Was sagen die Magdeburger Weihnachtsmarktmacher zu dem unverhofften Lob aus Halle? Fred Raabe, Geschäftsführer der Weihnachtsmarkt GmbH, hört\'s gern: "Anfangs war bei uns auch wenig Licht, bis wir uns zu einem Lichtkonzept durchgerungen haben, das wir seitdem stetig verbessern." Gezählt hat die Lampen zwar niemand, aber mehr als 100000 elektrische Lichter können es schon sein, die ab 2012 dann auch zunehmend energiesparend leuchten sollen, so Fred Raabe. Zum bereits LED-beschickten Riesenrad erstrahle 2012 auch die Weihnachtstanne im Stromsparlicht. Zusätzlich ziehen auch Anlieger mit. Die Sparkasse illuminiert ihre Geschäftsstelle. Die Wobau bestückt ihre Häuserkanten. Heraus kommt die von Halle gelobte Atmosphäre.

Insbesondere die Konstruktion, dass in der Weihnachtsmarkt GmbH die wichtigsten Interessenvertreter eines Weihnachtsmarktes (Stadt/IG Innenstadt/Stadtmarketingverein/ 2 Schaustellerverbände) zusammensitzen und sich einigen können beziehungsweise sogar müssen, führt am Ende zu einem Markt mit Interessenausgleich. Alle sitzen in einem Boot, das nur vorankommt, wenn alle rudern - in die selbe Richtung.
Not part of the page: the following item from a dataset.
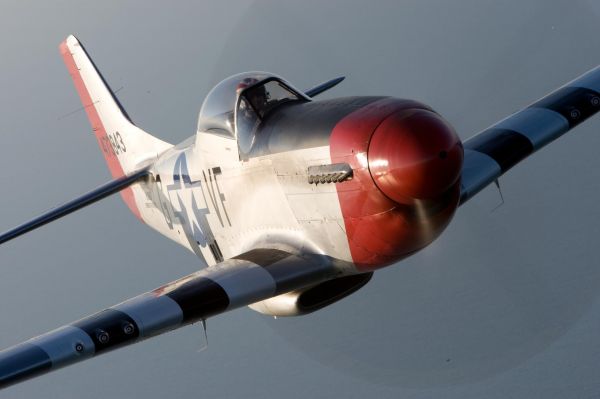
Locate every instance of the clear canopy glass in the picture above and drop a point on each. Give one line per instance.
(236, 106)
Das tat dem Markt und damit den Besuchern letztendlich gut, auch, weil ein Wettbewerbsdruck entstand. Die Marktbeschicker - also die Stände - werden von der GmbH akribisch unter die Lupe genommen und in einem Punktesystem bewertet.

Das Ergebnis ist Grundlage, ob und an welchem Standplatz der Händler wiederkommen darf. "Wir sind mit dem Konstrukt der Weihnachtsmarkt GmbH sehr zufrieden. Und wenn es nach mir geht, würde ich auch nichts ändern", wertet OB Lutz Trümper (SPD). Der Vertrag mit der Weihnachtsmarkt GmbH läuft nach zehn Jahren Ende 2012 aus. Ob die enthaltene Verlängerungsoption auf zehn weitere Jahre gezogen werden kann, ist allerdings unklar. Noch ist unsicher, ob die Stadt den Weihnachtsmarkt ausschreiben muss. "Wir lassen das derzeit prüfen", sagt OB Lutz Trümper, während auch auf Seiten der GmbH der Wunsch zum Weitermachen da ist.

Arno Frommhagen sieht als IG-Innenstadt-Vertreter noch eine wichtige Funktion in dem Markt: "Er ist ein ganz starkes und wichtiges Marketinginstrument. Leute von auswärts besuchen den Markt, erzählen es weiter und kommen zum Einkaufen wieder." Mittlerweile greife sogar schon der Tourismus, da ganze Busladungen voller Gäste auf den Weihnachtsmarkt kommen und auch die Hotels auslasten helfen.

Dennoch sehen auch die Macher noch Potenzial im Weihnachtsmarkt. "Wir wollen noch kleinteiliger, noch interessanter und noch vielfältiger werden", sagen Frommhagen und Geschäftsführer Raabe unisono. Deshalb sei es wichtig, die Marktorganisation so zu belassen wie sie ist - mit Schaustellern, Stadt, Stadtmarketing und City-Händlern und einer damit verbundenen Investitionssicherheit.

Im Kampf gegen anderslautende Konstruktionen einzelner Stadtpolitiker hinter vorgehaltener Hand, die den Schaustellern wieder mehr Mitspracherecht einräumen wollen, kommt den derzeitigen Weihnachtsmarkmachern das Lob aus Halle gerade deshalb mehr als recht.